Budget cut bill vetoed; Dayton calls bill 'extreme rashness'

ST. PAUL -- Minnesota's new Democratic governor called a Republican-written budget-cutting plan unconstitutional when he vetoed it Thursday, and neither he nor legislative leaders showed any sign of compromise as they work to plug a $6.2 billion ...

Gov. Mark Dayton said on Thursday night that he wants a complete budget-balancing deal, so he vetoed a partial one Republicans sent to him. Pioneer Photo/Don Davis

ST. PAUL -- Minnesota's new Democratic governor called a Republican-written budget-cutting plan unconstitutional when he vetoed it Thursday, and neither he nor legislative leaders showed any sign of compromise as they work to plug a $6.2 billion budget deficit.

Gov. Mark Dayton, sworn in on Jan. 3, rejected the bill that would have cut $824 million from the next two-year state budget and $100 million from the budget that ends June 30. Republicans said it was the first step in fixing the deficit.

"Extreme rashness" was how Dayton described the bill.

Dayton wrote to legislative leaders that the GOP plan to order his administration to trim $100 million in the coming months "would abdicate your responsibility to make those difficult spending choices." Turning that job over to the administration violates the State Constitution, the governor said.

He also contended that there is not $100 million left that can be cut through June.


Dayton said he vetoed the bill for other reasons, too, including a Revenue Department estimate that the bill would force property taxes to rise $428 million in the next two years, in a large part because it would freeze state payments to cities and counties.

The governor's action came hours after senators approved the measure 37-28. The House favored the bill 68-61 a day earlier.

Dayton criticized Republicans in charge of the Legislature for only working on part of the state's $6.2 billion budget problem. He wanted lawmakers to offer a complete budget solution, like he promises to release Tuesday.

The governor was not involved in writing the bill, nor in House negotiations, despite legislative leaders' promise to bring his administration into the process before sending him the bill.

Dayton said he was clear in telling legislative leaders, during regular meetings, that he could not accept their bill. But House Majority Leader Matt Dean, R-Dellwood, said Dayton left Republicans confused about his position.

"This shouldn't be that difficult," Dean said, because major budget cuts will be needed to balance the budget before lawmakers end their session on May 23.

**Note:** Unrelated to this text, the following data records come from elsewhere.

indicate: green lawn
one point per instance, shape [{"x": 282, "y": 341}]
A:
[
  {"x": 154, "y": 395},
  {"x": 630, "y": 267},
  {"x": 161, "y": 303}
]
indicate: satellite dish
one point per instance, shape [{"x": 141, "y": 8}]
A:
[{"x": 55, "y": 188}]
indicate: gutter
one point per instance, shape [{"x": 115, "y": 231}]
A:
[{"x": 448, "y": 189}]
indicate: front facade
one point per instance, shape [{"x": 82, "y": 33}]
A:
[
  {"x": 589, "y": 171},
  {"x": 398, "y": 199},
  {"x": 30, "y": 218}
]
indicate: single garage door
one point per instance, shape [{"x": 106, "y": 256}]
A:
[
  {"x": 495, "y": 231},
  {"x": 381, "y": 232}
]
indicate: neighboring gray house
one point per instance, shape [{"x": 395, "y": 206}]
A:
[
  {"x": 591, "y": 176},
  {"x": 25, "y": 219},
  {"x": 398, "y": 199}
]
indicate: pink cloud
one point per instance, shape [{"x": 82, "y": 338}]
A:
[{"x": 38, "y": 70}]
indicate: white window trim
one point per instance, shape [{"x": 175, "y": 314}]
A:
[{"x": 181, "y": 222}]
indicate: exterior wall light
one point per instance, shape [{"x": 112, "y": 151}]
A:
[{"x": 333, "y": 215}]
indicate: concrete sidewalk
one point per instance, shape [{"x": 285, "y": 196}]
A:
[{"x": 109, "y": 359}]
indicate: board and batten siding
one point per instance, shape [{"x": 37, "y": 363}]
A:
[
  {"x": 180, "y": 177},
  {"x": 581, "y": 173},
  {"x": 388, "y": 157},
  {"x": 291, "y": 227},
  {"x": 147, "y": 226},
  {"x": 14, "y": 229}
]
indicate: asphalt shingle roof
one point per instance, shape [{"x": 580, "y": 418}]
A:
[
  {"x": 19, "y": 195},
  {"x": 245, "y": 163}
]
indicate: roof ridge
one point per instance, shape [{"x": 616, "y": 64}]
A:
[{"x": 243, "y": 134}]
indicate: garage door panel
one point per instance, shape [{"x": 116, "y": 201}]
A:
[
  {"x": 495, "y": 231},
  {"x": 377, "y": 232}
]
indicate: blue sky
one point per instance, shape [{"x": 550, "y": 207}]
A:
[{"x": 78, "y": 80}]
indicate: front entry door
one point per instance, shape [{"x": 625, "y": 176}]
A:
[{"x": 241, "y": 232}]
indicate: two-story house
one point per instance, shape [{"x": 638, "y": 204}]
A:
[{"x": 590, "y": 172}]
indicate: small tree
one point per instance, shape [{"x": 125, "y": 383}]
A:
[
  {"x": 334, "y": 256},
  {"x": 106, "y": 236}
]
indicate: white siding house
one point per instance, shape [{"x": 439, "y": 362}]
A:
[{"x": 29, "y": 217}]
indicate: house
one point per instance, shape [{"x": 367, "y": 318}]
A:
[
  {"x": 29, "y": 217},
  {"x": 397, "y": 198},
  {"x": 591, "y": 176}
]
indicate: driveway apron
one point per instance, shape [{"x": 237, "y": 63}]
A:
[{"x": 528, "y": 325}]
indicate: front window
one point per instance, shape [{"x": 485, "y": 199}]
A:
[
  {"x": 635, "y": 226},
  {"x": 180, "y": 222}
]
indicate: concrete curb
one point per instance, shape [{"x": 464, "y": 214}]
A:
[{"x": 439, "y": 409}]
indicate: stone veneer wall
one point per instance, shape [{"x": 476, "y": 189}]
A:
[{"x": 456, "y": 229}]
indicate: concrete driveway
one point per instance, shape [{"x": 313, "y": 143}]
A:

Deputy Senate Majority Leader Geoff Michel, R-Edina, said problems are not over.

"We are going to have a clash," he predicted, with Dayton wanting to raise taxes and spending while Republicans want to cut spending.


Senate Finance Chairwoman Claire Robling, R-Jordan, said that cities and counties need to be fiscally responsible and make more cuts to balance their budgets.

"We have to question whether cities and counties should be exempt in these tight budget times," she said.

About half of the cut in the next budget, which begins July 1, would come from state payments cities and counties expected.

Dayton said he accepted a Robling suggestion for the current budget. On Thursday he ordered his department heads to begin an immediate review of money that can be saved in the coming months.

However, the governor said that there is no way $100 million can be saved, as the GOP bill required.

Dayton and GOP leaders agreed that they will continue to try to work together. Dayton said two bills debated on Thursday will show whether he and legislators can work together.

The governor made suggestions that he said could lead to compromises on bills to provide an easier way for professionals to become teachers and speed the environmental permitting process.

Senate debate Thursday pitted Democrats against Republicans.


"What we are doing today is poking the governor in the eye with a stick," Senate Minority Leader Tom Bakk, DFL-Cook, said shortly before Republican senators voted to pass the bill on to Dayton.

Robling compared the bill to her hobby, gardening, in which she finds it easier to pull weeds over a period of time instead of all at once. It is a lot easier "if I do it in steps," she said.

Cuts in the next budget would be reductions from what currently is planned to be spent.

While most of the bill would cut spending, one provision would have removed a limit on how much landowners can receive from a state program designed to encourage sustainable forests. The bill would have eliminated the $100,000 cap on those payments.

Of five large forest owners that benefit from eliminating the cap, three (Blandin Paper Co., Potlatch Corp. and Meriwether Land and Timber) sued the state over the issue. They claim they lost $8 million to the payment limit.

Senate Tax Chairwoman Julianne Ortman, R-Chanhassen, said the lawsuit led to the decision to lift the payment limit.

Bakk said that raising the payments would cost the state $11 million a year. The decision came with no public testimony during a 32-minute conference committee meeting this week.

Sen. Roger Reinert, DFL-Duluth, said he is concerned that requiring $100 million in cuts over the next few months could eliminate or reduce spending on some veterans and military programs, such as help to pay tuitions, veterans' home repairs and re-enlistment incentives.